Transitioning to the Symposium 2020.3-2021.6
Christine Greiner
I found in the diaries of Ko Murobushi, a short text written in 1998, that refers to Hijikata Tatsumi. It talks about “the cracked body” … “the dancing body opened to the concept of having no identity”.
In the last years, I have been thinking about this “cracked body” and the possibility of opening up to a non-identity. What does it mean?
In 1983, Murobushi used the term “accidental events” to talk about his butoh experience. Maybe, in a certain way, these “accidental events” can be related to the cracket body. This sounds interesting because, more than an eccentric aesthetical model or a system of dance vocabularies, I have always considered butoh as a kind of device (or apparatus) for breaking the given patterns, questioning identities and deepening the rifts. This could be, of course, a dance experience but, at the same time, a radical research about the connections among body-mind-environment, states of life and states of death, different levels of consciousness, and a challenge to question beliefs and habits (of both movements and thoughts).
Murobushi’s empathy with authors inspired by the undoing of the human figure (and human organism) seems to make perfect sense. I think about the notion of acéphale and informe in Bataille, the denial of the principle of identity in Lautréamont, the multiplicity of bodies (anti-organic bodies) and their territorialities in Artaud – especially in the way Uno Kuniichi analyzes … And, of course, there are many others.
In Brazil, some young artists still feel the power of these discussions, especially in times of acute political crisis, in which it is important to affirm their own voice, but it is also essential to be able to move from oneself to activate movements that are not content to be trapped in the given identity.
Recently, I also became very interested in some of the books written by Emanuelle Coccia about vegetal life. By reading his powerful texts, I think (again) of Murobushi and Hijikata, and their opening to other forms of life.

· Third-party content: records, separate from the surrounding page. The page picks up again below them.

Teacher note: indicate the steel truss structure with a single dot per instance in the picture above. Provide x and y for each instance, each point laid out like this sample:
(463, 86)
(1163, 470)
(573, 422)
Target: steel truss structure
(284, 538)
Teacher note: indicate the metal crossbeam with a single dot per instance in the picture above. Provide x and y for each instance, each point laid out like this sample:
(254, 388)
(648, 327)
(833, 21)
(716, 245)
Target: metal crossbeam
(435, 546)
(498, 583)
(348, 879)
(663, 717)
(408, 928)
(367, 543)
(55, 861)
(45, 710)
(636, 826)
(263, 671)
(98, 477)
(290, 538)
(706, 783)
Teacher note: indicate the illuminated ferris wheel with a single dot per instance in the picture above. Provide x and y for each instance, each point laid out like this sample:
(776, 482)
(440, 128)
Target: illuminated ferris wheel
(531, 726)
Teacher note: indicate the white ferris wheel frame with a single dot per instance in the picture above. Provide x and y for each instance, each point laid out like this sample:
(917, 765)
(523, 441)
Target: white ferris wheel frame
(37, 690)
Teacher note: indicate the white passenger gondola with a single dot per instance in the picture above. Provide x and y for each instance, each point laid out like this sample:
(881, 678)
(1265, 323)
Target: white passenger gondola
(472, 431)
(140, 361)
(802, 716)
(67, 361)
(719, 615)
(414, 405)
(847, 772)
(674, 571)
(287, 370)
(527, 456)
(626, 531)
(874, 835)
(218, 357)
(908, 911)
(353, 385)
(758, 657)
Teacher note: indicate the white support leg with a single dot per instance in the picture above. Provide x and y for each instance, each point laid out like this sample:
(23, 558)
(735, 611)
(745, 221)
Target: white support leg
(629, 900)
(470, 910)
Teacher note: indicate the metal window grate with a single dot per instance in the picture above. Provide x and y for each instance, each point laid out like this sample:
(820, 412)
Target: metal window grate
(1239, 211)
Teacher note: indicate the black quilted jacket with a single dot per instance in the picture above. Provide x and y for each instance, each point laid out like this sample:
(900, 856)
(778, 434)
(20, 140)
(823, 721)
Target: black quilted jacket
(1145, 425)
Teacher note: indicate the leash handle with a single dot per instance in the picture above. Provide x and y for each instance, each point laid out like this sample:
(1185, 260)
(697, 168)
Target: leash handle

In this sense, the “cracked body” can be also a temporary organization of somatic bricolages that, like a flower, build an unstable space, which does not serve to internalize the world or to control it, but to bring about a surface of conjunction and “agencement”.
The flower does not design the flower organism to the external world. It just builds a landing space. Unlike the beautiful hana of the noh theater, the butoh flower could be like a flower in the wild: a non-instrument, non-organ that, as Coccia teaches, puts its fate (sexual and evolutionary) in the lives of the others.
Christine Greiner has a PhD from the Pontifical Catholic University of Sao Paulo and has been invited on different occasions to conduct research at the Nichibunken, Rikkyo University, Tokyo University, New York University and Paris VIII, among others Since 1999, she has been working at the Pontifical Catholic University of Sao Paulo as a professor of body languages and is active in various projects and research, including serving as director of the Research Center for Oriental Studies. She is the author of books and articles on performing arts and body studies.